Engelberg/instaparse

Retain comments in resulting grammar

kanaka opened this issue · 2 comments

I'm working on a project that creates test.check/chuck generators based on EBNF grammars. One really useful feature that I would like to implement is inline weight information:

foo-rule = bar-rule (* weight: 20 *)
         | baz-rule (* weight: 10 *)

When used as a parser, this grammar should treat the comments as whitespace (as it does now). However, I would like the grammar tree to still retain the comments in some form so that when I am deriving the test.check generators I can assign some default weights to those generators.

I'm willing to implement this, however I could use some high-level guidance on the appropriate way to add this functionality. My guess is that I will be modify to cfg.clj:cfg to un-hide the comments and modify cfg.clj:build-rule to do something with :opt-whitespace (although what it should do with it I'm not entirely clear on).
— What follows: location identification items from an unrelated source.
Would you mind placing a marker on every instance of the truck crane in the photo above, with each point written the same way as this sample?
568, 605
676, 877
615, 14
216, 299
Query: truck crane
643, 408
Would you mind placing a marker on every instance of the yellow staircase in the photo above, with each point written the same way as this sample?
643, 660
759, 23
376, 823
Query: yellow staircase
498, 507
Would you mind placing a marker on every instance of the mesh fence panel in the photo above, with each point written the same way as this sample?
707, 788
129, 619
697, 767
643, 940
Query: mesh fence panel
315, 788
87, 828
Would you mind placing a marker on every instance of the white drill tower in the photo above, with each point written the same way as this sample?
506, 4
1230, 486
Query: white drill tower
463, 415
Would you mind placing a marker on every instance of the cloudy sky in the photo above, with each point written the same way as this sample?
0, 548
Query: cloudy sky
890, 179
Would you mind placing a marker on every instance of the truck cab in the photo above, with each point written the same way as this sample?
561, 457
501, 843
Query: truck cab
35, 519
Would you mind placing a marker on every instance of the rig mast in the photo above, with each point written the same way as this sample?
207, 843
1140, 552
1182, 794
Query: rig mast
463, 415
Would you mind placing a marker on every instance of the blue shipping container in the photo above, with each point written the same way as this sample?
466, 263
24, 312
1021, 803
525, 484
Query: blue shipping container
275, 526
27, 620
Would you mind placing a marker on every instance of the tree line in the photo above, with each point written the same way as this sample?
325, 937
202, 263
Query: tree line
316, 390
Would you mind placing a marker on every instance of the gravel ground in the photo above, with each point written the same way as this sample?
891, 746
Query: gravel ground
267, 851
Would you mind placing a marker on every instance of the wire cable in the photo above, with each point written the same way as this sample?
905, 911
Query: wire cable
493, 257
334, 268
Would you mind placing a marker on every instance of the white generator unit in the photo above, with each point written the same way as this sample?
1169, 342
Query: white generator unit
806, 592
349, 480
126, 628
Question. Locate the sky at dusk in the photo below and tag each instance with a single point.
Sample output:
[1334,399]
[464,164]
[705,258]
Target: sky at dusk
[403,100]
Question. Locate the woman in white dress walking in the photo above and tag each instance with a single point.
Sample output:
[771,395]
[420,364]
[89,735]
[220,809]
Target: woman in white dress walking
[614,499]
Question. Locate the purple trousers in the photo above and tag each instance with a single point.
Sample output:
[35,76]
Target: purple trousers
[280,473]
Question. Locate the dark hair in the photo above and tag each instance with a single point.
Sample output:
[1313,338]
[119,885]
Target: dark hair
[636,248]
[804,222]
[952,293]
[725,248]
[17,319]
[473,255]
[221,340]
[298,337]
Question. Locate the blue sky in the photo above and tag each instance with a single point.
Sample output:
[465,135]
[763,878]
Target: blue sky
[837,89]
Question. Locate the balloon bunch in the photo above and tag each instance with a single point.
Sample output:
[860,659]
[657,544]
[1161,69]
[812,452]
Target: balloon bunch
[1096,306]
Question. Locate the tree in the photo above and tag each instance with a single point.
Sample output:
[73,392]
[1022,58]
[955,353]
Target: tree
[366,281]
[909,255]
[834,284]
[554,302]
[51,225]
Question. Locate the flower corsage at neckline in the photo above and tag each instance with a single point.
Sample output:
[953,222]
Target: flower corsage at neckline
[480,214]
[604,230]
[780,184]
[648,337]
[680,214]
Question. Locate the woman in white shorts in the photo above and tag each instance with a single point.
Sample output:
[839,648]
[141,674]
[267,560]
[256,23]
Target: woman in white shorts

I'm traveling, and haven't had much time to think about this. I'm pleased you're interested in contributing, but be aware that as more people have adopted instaparse for critical programs, I've become very conservative about adding changes unless I am completely certain it won't slow down existing use cases. So focus initially on developing something that is useful for you, and then we can analyze the possibility of a pull request more closely. If it's advice you need about the innards, I have more of an opportunity to discuss that in a week or two. I'm pinging @aengelberg here, since he's spent more time with test.check generators than I.

I would like to 👍 this issue and the corresponding pull request by @kanaka . The combination of instaparse and instacheck (and underlying test.chuck) is extremely useful for testing and automation. Thank you.